Whitmer and lawmakers push to fill SOAR economic development fund

“I don’t think SOAR can wait. I think other things can wait,” Ananich said. “We don’t have enough money in SOAR for the number of projects we’ve been awarded. If we really want to do economic development, and the whole point of going SOAR was to show the outside world who we were, we don’t there’s not enough money in there.”

The wild card this week could be the House, where Republican Rep. Thomas Albert de Lowell — chairman of the House Appropriations Committee — has opposed the development of a supplementary budget bill this fall, citing the economic uncertainty and the need to hold cash in reserve. House Speaker Jason Wentworth, however, could be receptive.

“The speaker is always open to good ideas and will listen to anyone’s suggestions to help Michigan families and the future of our state,” spokesman Gideon D’Assandro said.

If the legislation is approved, the Whitmer administration hopes it will also include additional spending on workforce and talent development.
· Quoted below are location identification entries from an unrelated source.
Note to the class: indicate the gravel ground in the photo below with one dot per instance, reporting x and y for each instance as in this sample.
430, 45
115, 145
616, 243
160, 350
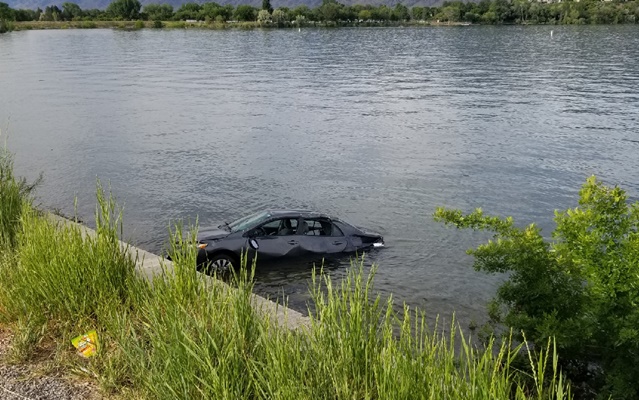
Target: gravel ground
20, 382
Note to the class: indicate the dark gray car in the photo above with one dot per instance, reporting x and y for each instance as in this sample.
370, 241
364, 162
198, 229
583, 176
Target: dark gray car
280, 234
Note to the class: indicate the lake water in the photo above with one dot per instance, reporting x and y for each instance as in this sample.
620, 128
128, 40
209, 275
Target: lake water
378, 126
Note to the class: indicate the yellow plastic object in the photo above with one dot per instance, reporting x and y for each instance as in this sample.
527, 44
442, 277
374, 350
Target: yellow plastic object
86, 344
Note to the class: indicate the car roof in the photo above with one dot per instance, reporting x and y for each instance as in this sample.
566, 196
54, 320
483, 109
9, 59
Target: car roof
297, 213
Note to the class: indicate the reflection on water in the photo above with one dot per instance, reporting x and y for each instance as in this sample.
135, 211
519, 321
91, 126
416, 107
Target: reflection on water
377, 126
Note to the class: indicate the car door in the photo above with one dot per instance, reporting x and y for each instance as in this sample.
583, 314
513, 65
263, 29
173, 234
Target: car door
320, 236
273, 241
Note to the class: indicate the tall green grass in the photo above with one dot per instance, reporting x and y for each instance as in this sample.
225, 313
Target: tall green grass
14, 195
187, 336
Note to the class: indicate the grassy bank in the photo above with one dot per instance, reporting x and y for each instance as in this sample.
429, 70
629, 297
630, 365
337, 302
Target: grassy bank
192, 337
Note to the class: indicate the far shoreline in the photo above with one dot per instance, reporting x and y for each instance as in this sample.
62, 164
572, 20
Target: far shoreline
136, 25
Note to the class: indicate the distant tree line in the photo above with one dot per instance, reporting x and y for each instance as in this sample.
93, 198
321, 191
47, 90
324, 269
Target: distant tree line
333, 12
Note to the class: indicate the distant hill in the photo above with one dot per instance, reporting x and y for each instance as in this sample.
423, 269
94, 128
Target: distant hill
102, 4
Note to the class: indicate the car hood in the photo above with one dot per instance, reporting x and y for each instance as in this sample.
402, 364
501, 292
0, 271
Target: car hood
212, 233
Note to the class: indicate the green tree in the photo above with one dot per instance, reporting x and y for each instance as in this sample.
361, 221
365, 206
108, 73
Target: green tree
280, 16
266, 5
188, 11
400, 13
581, 287
263, 17
124, 9
245, 12
6, 13
71, 11
158, 12
365, 15
330, 10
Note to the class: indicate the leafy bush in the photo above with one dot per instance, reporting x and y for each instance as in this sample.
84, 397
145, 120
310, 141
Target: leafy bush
581, 287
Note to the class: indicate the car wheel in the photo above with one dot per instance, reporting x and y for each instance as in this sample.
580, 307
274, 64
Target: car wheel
221, 263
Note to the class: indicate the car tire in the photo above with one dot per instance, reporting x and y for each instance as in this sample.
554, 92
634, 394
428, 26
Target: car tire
220, 263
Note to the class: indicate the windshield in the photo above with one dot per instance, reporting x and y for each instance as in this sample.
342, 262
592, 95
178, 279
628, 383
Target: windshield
249, 221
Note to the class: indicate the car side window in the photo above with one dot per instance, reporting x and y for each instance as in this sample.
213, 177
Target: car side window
319, 227
270, 228
287, 226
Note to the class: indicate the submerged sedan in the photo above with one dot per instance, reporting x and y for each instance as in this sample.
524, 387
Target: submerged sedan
280, 234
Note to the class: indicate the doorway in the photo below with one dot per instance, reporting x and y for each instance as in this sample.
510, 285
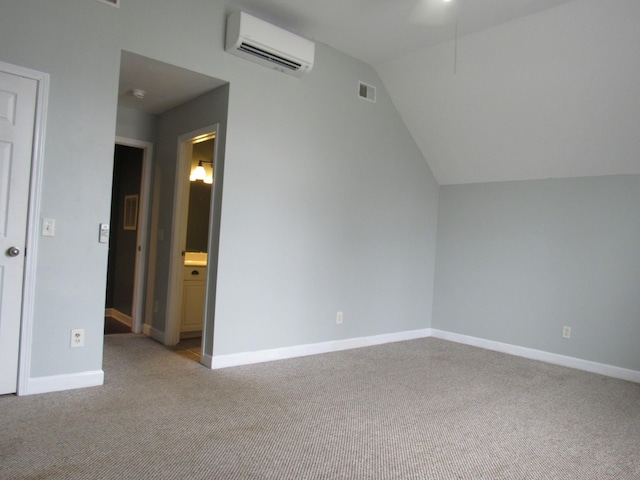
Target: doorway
128, 236
191, 240
23, 100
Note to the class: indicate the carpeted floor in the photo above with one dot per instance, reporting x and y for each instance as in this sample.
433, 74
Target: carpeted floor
113, 326
422, 409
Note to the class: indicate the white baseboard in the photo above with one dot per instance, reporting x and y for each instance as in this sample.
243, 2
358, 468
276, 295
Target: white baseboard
154, 333
206, 360
247, 358
571, 362
118, 315
56, 383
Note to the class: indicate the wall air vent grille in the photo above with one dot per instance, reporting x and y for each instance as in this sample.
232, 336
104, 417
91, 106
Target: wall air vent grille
367, 92
270, 57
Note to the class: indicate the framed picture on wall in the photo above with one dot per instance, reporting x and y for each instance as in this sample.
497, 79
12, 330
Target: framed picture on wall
113, 3
130, 212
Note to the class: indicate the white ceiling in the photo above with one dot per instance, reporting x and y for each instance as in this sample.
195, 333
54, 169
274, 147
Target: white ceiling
457, 124
165, 86
375, 31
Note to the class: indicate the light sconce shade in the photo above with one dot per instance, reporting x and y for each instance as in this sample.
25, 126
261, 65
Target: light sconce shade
199, 173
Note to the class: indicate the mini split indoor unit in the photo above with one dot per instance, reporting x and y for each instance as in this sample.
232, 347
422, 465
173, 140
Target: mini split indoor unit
260, 42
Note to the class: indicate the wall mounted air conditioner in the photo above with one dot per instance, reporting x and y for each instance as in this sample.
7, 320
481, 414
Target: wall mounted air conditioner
260, 42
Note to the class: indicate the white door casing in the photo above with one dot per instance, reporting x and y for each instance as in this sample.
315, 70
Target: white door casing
17, 114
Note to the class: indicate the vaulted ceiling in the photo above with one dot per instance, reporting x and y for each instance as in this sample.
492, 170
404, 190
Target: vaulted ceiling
490, 90
375, 31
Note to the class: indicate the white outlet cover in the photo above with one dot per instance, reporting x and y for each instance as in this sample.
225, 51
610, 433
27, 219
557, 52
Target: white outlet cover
77, 338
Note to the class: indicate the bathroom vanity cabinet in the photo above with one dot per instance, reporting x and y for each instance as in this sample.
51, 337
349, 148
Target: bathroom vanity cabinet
193, 298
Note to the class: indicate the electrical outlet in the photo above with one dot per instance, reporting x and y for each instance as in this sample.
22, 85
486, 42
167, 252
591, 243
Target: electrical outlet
77, 337
48, 227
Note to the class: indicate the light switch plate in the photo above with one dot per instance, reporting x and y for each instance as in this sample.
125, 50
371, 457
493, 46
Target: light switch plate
104, 233
48, 227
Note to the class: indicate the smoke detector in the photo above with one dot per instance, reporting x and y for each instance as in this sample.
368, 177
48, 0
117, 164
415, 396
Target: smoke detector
138, 93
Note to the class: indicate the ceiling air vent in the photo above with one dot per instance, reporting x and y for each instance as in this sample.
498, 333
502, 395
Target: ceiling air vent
367, 92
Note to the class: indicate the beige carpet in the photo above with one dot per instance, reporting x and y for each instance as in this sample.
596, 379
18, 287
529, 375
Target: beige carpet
423, 409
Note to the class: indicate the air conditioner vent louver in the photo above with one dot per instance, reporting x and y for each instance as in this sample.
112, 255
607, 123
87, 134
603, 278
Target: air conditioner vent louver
270, 57
267, 45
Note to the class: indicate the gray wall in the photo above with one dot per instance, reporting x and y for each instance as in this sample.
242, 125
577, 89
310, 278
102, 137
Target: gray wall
327, 205
137, 125
549, 95
516, 261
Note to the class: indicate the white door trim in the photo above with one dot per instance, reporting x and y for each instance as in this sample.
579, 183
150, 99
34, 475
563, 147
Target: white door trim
143, 229
178, 238
33, 217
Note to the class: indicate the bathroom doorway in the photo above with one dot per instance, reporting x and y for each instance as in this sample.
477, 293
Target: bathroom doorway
191, 242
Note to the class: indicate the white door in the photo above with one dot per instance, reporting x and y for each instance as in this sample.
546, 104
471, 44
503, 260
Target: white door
17, 115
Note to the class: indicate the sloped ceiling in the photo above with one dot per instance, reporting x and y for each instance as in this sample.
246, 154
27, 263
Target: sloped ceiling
527, 89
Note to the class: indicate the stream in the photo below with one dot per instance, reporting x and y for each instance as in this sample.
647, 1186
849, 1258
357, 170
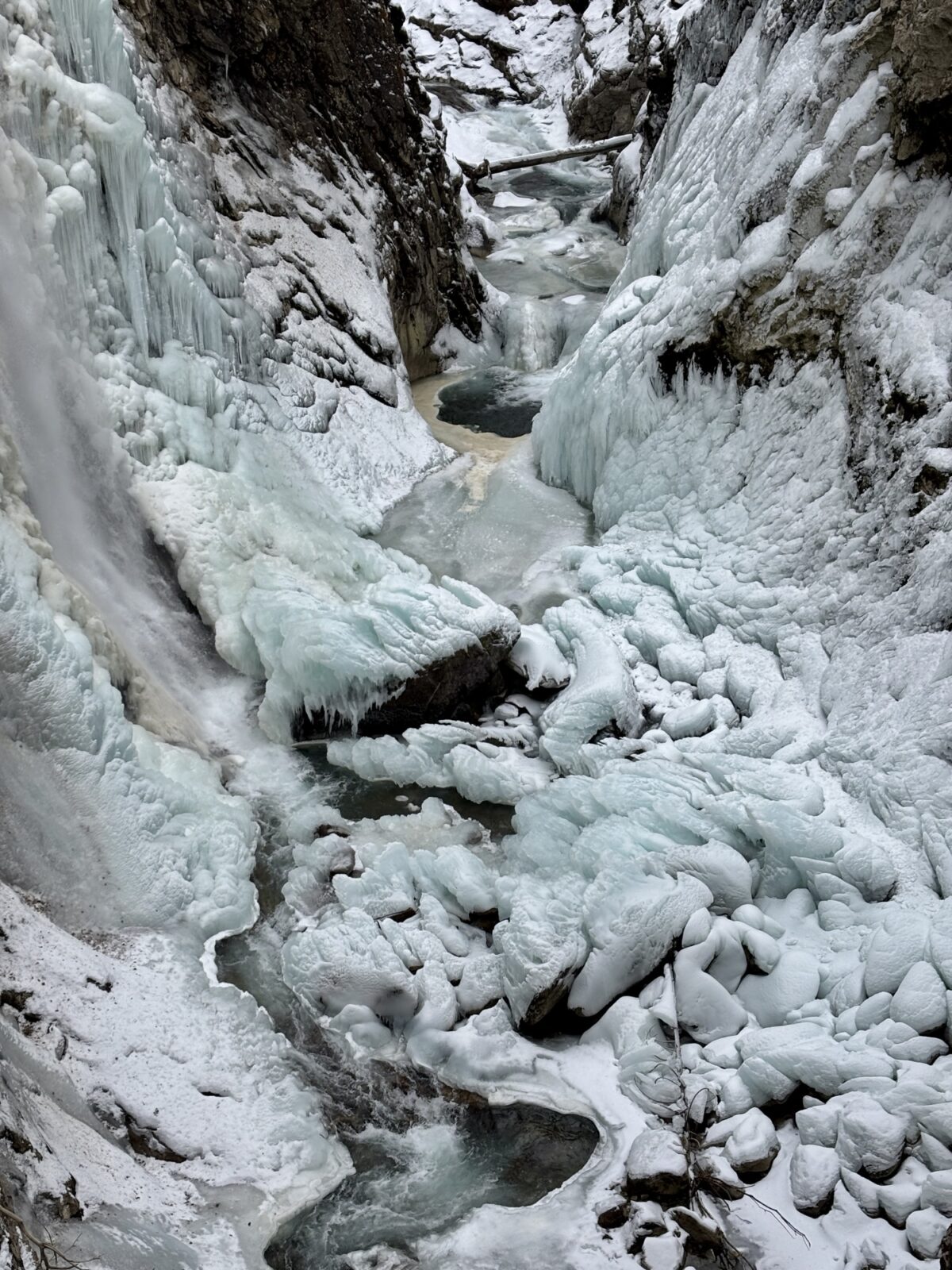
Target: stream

Harkins said the state has about $700 million in discretionary federal coronavirus recovery funding that it hasn’t allocated and an additional $250 million to $300 million that has been earmarked but may not be. expenses.

Whitmer’s proposals include funding for the creation of “regional economic resilience plans” and a Main Street program to invest in small businesses and startups.

“The Legislative Assembly has expressed interest in economic development,” Harkins said. “We believe we have seen real progress with the SOAR fund. There has been a lot of interest from people looking to invest in the state given this new fund. resources there are really valuable to us as we try to finalize some of these potential investments.”